# a tricky billing question



## geordief (29 Jul 2009)

looking at my bank statements and cheque stubs that go back almost 2 years I have noticed that I have paid a very large  identical (there are no cents on the amount which would have made it 100% obvious) sum  within 2 months of each other.

I can see this is a big coincidence and I can quite readily accept that it is something I could have done by mistake (ie paid the same bill twice)
It is also possible that the same amount reoccurred twice in a row in such a short space of time.
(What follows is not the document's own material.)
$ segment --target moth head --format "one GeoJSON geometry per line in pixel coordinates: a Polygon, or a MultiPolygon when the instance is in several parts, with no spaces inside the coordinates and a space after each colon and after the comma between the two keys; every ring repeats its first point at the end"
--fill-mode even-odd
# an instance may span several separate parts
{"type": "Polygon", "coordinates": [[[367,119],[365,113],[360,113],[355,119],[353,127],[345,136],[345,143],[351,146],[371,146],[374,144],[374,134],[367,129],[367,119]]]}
I have gone through  the subsequent statements and cannot see that no refund was paid into my account (not sure if that could have been done like that anyway) .
I am also trying to hunt down the invoices and oil statements for that period but that is a bit of an upheaval and I could have thrown them out.
So if I suspect that the oil company has pocketed the 2 bills (or simply acepted the payment in error)  but cannot be 100% or 99% certain what would be my best course of action?
Should I ask them for copies of the bills/statements for that  period without mentioning the particular payments I am worried about?
Or just explain the situation and rely on their honesty/ helpfullness?


----------



## vandriver (29 Jul 2009)

Do you know what company the two payments went to?


----------



## Mpsox (29 Jul 2009)

if you paid by cheque you can ask the bank for a copy of the cheque, albeit they may charge you


----------



## geordief (29 Jul 2009)

I don't think there would be a dispute that the 2 cheques went through as I have it in my bank statements.
But the oil company might say or believe (possibly correctly) that they were just 2 consecutive payments that came to the same amount.
I really need to satisfy myself of the truth of the matter and not make any false accusations .
But if I can't find the old oil bills  then I suppose I have to approach the company itself so I wonder is there a way of doing this diplomatically and effectively (unless I can dig out the old oil bills)?


----------



## Maggs065 (31 Jul 2009)

A few years ago, I was billed twice for oil within a few weeks of each other. The oil company had my credit card details and I think charged me for somone else's oil! Needless to say I asked them to remove my details from their system.


----------